Avete inteso? Bastone e carota, poliziotto cattivo e poliziotto buono, politico “reazionario” e politico “progressista”, lavoro sporco e lavoro pulito, manganellate e capro espiatorio di turno da sacrificare sull’altare dello Stato di diritto e della democrazia, violenza poliziesca e becero populismo, occhio pesto e volemose bene.
Ha poi un senso, che non sia quello ideologico teso a mistificare la realtà, contrapporre la violenza dello Stato allo Stato di diritto e alla democrazia? Ovviamente no. Per economia di pensiero (perché la ricerca del «pane quotidiano» incombe) mi permetto di citarmi:
«Il diritto equivale a forza, di più: il diritto è forza (materiale, politica, culturale, ideologica, psicologica, in una sola parola: sistemica). Scriveva Marx: “Gli economisti borghesi vedono soltanto che con la polizia moderna si può produrre meglio che, ad es., con il diritto del più forte. Essi dimenticano soltanto che anche il diritto del più forte è un diritto, e che il diritto del più forte continua a vivere sotto altra forma nel loro Stato di diritto” (Grundrisse). L’ideologia pattizia, che pone lo Stato (con tanto di spada sguainata per scoraggiare i nemici interni ed esterni della Civiltà) come supremo garante del Contratto sociale, cela la natura di classe dello Stato borghese. Sotto questo aspetto, la forma democratica dello Stato è quella che meglio si presta a mistificare la realtà del Dominio».
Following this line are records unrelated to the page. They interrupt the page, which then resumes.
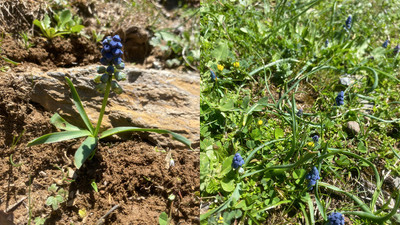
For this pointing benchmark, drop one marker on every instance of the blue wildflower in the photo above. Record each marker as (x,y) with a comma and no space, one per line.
(213,76)
(312,176)
(340,99)
(237,161)
(348,23)
(336,219)
(111,59)
(385,44)
(396,49)
(300,113)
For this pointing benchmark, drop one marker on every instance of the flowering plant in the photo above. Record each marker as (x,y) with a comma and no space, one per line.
(111,53)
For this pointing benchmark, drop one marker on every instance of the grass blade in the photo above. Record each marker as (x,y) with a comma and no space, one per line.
(79,106)
(84,151)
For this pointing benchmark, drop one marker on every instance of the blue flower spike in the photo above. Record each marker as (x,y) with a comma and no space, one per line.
(348,23)
(396,49)
(312,176)
(340,99)
(113,64)
(300,113)
(385,44)
(213,76)
(336,218)
(237,161)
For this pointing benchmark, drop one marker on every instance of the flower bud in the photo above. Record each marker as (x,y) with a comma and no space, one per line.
(101,69)
(101,88)
(104,78)
(121,66)
(116,88)
(120,76)
(97,78)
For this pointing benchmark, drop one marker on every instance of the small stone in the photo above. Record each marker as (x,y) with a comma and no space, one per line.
(346,81)
(353,128)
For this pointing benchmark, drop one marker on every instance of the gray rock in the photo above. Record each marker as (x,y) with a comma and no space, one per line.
(353,128)
(151,99)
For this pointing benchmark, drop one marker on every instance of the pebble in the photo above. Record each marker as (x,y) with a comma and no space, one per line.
(353,128)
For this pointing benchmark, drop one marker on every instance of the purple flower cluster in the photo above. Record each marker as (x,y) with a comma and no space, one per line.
(340,99)
(300,113)
(348,23)
(336,219)
(237,161)
(312,176)
(385,44)
(112,54)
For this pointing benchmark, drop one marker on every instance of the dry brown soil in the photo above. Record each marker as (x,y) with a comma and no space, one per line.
(133,174)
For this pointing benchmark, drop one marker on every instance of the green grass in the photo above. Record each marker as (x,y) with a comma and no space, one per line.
(284,65)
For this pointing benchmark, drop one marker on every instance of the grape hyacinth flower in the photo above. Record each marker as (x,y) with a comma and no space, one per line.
(300,113)
(312,176)
(336,219)
(396,49)
(385,44)
(340,99)
(112,65)
(213,76)
(237,161)
(315,138)
(348,23)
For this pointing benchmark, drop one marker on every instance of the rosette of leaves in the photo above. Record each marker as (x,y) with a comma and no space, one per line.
(111,53)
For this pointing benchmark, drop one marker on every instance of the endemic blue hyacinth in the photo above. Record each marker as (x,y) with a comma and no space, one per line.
(336,219)
(385,44)
(237,161)
(312,176)
(348,23)
(340,99)
(113,65)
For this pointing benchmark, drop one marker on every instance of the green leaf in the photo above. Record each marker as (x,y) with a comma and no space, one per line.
(278,133)
(59,136)
(65,16)
(163,219)
(84,151)
(79,106)
(116,130)
(228,184)
(226,166)
(60,123)
(77,28)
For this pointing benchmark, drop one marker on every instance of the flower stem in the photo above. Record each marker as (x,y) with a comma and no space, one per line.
(103,107)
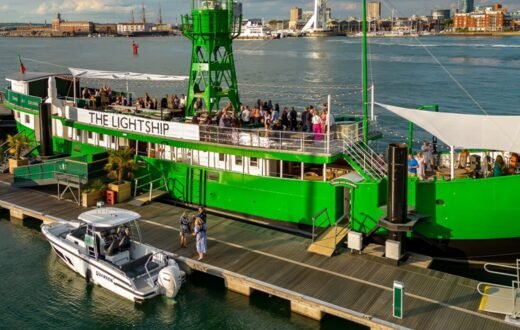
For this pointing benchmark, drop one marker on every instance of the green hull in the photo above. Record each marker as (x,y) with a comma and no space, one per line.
(461,216)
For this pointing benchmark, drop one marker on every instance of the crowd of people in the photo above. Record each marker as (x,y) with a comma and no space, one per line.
(423,163)
(270,117)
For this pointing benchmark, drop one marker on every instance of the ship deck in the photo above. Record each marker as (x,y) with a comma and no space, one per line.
(356,287)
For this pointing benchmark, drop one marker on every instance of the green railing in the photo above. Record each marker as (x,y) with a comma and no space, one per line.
(75,166)
(23,100)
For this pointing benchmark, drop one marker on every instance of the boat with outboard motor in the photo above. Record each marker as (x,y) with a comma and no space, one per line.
(239,170)
(105,247)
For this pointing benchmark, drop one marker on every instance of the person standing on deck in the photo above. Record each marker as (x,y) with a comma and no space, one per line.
(202,214)
(427,153)
(421,174)
(293,115)
(201,238)
(412,165)
(316,125)
(185,229)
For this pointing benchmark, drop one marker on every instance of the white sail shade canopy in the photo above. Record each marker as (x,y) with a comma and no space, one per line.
(112,75)
(464,130)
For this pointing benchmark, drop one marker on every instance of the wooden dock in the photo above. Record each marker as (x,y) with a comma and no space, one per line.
(350,286)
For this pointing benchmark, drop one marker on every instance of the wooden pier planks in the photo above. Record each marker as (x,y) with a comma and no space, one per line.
(347,282)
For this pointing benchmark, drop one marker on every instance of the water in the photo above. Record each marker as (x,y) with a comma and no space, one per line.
(38,289)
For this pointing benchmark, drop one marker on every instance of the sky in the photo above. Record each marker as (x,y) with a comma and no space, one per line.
(37,11)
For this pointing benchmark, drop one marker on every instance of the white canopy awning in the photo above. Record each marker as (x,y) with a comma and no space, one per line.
(466,131)
(112,75)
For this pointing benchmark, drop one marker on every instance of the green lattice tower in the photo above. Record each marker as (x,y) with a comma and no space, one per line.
(212,26)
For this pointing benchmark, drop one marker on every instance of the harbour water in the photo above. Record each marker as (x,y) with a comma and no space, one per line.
(38,289)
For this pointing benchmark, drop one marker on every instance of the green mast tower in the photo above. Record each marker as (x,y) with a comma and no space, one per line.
(212,26)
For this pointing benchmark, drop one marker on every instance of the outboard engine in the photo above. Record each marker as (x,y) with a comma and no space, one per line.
(170,279)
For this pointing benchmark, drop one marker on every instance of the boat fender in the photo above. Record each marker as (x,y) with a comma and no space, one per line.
(88,276)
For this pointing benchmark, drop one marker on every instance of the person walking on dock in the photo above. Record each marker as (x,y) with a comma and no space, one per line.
(185,229)
(202,214)
(200,234)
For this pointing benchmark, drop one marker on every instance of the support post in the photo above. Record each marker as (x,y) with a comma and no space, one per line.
(365,74)
(452,162)
(329,113)
(74,86)
(372,113)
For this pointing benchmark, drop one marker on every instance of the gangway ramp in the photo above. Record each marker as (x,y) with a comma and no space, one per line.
(325,241)
(502,299)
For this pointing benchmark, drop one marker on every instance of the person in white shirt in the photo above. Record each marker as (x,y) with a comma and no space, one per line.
(245,116)
(427,152)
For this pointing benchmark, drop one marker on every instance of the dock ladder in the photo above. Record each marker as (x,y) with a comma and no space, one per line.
(371,164)
(90,242)
(326,236)
(502,299)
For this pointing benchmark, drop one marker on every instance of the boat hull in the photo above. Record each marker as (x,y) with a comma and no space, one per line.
(96,271)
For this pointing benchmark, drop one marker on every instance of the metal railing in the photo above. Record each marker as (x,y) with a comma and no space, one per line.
(371,163)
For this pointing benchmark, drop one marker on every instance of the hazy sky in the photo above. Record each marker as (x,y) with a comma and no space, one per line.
(119,10)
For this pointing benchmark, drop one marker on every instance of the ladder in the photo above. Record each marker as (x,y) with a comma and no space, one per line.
(372,164)
(90,242)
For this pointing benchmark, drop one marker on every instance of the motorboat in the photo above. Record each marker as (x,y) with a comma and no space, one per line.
(105,247)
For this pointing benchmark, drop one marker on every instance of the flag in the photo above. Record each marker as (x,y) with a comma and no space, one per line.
(22,67)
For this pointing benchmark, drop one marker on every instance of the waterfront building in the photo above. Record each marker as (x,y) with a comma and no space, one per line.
(489,19)
(466,6)
(108,29)
(374,10)
(441,14)
(71,27)
(134,28)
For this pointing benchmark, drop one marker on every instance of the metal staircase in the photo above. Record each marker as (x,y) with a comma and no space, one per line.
(370,164)
(147,189)
(5,155)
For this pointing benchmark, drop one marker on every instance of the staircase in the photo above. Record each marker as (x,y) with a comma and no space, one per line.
(326,242)
(5,155)
(147,189)
(370,164)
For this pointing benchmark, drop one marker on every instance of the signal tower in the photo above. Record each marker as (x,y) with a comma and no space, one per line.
(212,26)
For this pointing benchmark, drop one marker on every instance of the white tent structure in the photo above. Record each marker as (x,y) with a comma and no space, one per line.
(318,21)
(126,76)
(465,130)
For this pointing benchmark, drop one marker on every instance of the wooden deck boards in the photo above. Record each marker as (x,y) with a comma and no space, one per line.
(361,283)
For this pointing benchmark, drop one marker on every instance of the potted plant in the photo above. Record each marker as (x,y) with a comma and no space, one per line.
(93,194)
(16,144)
(120,166)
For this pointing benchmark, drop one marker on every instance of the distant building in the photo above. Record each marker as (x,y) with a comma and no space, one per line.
(466,6)
(374,10)
(295,18)
(441,14)
(109,29)
(71,27)
(489,19)
(134,28)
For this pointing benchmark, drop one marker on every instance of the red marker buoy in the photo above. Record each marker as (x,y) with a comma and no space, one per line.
(135,48)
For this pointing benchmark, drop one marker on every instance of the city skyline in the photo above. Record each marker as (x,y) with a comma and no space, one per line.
(120,10)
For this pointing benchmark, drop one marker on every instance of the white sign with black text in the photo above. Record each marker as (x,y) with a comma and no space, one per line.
(139,125)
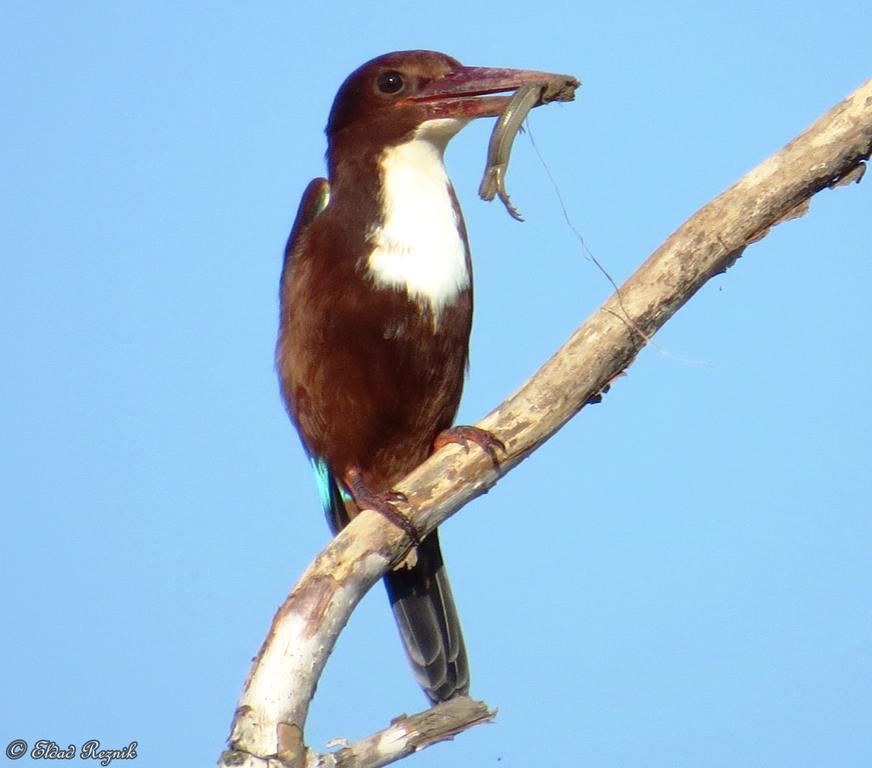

Altre manganellate democratiche: «Gli operai di Terni attendono i risultati della trattativa con dignitosa disperazione» (un giornalista televisivo). Dignitosa! «Il governo chieda scusa ai lavoratori» (Susanna Camusso). Qui è meglio non chiosare per non infrangere qualche norma del codice penale. Perché lo Stato sarà pure democratico e di diritto, ma (proprio per questo!) sa bene come difendersi.
Ma quando scopriremo che non c’è alcuna dignità nel lavoro venduto e acquistato come merce, e perciò sottoposto necessariamente alla logica del profitto?